Couleur rose bonbon, cette publicité montrait une boîte de poupée Barbie contenant… une langue. ‘Une vraie langue de papa’, indiquait le texte. Avec d´autres précisions aussi suggestives : ‘Bouge quand on la touche’ ou ‘Salive vendue séparément’. Tout cela pour dire : ‘A ce jeu-là, les enfants sont toujours perdants. 72 % des infractions sexuelles sont perpétrées dans le cercle familial.’

Un lecteur de Palaiseau (Essonne), Jacques Cadelec, n´a pas de mots pour exprimer son indignation : ‘Cet amalgame entre un jouet d´enfant et un morceau du corps humain est inqualifiable. On ne combat pas l´abjection par l´abjection.’

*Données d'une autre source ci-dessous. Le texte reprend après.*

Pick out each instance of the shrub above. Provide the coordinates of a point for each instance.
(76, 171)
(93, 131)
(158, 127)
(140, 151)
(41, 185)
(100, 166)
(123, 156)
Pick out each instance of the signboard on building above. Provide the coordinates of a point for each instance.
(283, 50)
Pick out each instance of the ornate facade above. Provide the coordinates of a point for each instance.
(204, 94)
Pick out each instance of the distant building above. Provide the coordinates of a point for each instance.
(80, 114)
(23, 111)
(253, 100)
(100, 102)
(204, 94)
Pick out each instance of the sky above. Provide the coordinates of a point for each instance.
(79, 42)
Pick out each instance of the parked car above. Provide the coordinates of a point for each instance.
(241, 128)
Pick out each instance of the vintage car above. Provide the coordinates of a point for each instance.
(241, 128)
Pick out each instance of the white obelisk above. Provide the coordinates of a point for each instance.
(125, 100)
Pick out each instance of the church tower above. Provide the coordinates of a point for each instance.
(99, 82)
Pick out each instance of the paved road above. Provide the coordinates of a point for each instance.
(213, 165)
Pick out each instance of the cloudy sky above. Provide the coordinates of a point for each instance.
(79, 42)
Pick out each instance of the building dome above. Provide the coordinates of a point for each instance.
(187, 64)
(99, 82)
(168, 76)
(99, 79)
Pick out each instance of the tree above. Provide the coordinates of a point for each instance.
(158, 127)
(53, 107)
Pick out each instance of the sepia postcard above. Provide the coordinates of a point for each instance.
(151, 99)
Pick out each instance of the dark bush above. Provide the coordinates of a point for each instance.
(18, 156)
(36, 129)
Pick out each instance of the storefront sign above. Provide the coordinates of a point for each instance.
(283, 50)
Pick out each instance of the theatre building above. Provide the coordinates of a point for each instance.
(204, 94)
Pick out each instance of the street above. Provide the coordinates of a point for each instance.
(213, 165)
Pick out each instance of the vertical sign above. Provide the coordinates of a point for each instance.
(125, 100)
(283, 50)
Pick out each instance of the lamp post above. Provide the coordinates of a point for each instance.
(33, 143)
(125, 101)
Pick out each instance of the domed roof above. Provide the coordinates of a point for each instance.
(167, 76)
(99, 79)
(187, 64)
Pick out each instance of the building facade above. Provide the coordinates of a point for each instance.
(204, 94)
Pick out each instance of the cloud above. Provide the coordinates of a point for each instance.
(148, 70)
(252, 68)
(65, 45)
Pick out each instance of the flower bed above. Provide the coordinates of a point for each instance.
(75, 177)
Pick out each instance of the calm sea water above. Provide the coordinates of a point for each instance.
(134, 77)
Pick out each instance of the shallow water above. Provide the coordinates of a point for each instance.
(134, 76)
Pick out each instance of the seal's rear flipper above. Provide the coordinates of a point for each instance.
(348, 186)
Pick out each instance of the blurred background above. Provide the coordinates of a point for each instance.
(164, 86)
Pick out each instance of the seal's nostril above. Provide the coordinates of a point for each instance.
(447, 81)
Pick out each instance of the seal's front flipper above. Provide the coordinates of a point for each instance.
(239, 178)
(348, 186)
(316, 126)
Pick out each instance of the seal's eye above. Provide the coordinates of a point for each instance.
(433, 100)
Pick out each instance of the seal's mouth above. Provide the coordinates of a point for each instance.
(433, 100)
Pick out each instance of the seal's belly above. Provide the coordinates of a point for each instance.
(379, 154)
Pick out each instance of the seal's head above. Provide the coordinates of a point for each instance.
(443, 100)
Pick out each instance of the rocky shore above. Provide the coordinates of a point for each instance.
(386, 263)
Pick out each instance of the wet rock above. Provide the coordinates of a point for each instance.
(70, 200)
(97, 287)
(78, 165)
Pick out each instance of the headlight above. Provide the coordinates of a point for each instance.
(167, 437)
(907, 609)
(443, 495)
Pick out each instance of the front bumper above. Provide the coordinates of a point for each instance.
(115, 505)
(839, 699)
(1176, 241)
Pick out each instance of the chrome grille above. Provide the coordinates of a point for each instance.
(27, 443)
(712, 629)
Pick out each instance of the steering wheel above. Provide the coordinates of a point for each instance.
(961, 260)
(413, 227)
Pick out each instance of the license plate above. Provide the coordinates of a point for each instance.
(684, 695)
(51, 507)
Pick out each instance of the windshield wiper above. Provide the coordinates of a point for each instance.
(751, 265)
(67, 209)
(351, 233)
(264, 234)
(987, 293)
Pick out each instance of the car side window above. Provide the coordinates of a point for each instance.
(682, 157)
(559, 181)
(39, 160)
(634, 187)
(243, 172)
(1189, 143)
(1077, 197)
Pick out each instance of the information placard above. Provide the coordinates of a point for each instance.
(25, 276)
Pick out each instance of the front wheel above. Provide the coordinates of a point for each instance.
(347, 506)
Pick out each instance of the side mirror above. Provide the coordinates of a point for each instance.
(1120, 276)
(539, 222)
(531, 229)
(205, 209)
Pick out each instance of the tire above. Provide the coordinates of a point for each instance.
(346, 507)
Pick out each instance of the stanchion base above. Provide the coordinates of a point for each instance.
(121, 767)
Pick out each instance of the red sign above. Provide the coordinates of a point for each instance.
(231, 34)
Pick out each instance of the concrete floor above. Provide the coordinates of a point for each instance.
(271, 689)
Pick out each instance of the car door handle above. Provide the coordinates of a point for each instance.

En découvrant l´encart en question, Jean-Pierre Ancillotti, de Vallauris (Alpes-Maritimes), a eu, lui aussi, ‘un haut-le-cœur’. Il réagit en professionnel, à triple titre : ‘Psychologue, je me demande si vous vous êtes interrogés sur cette manière de stigmatiser les pères comme abuseurs potentiels, en les désignant comme suspects a priori. Thérapeute familial, je me dis que vous n´avez aucune idée de la complexité des relations intrafamiliales et de ce qu´une telle parution peut engendrer dans des familles fragilisées ou déstructurées. Expert près les tribunaux, je suis certain que vous n´avez pas imaginé ce que de tels procédés peuvent engendrer comme fausses déclarations, faux souvenirs, dénonciations calomnieuses, avec les effets désastreux que cela risque d´entraîner.’

En fait, personne, au journal, n´a eu le temps de se poser ces questions. Cette annonce, élaborée par l´agence V, n´a pas été soumise à approbation, comme elle aurait dû l´être. Transmise par informatique, elle est arrivée directement à la fabrication, et la rédaction en chef n´en a eu connaissance qu´au dernier moment, alors qu´elle était déjà en page.

Pourtant, selon la charte publicitaire du Monde, les publicités tenues pour litigieuses doivent être soumises au directeur de la rédaction. Celui-ci ‘veille à ce que le contenu des messages publicitaires publiés dans le quotidien ou ses suppléments ne puisse entraîner de poursuites judiciaires pour outrage aux bonnes mœurs ou incitation au meurtre ou à la haine raciale’. Mais l´AIVI avait déjà fait paraître un encart dans Le Monde du 20 novembre 2004 sans que cela suscite de réactions, et cette deuxième parution était considérée comme la suite d´une campagne qui ne posait pas de problème.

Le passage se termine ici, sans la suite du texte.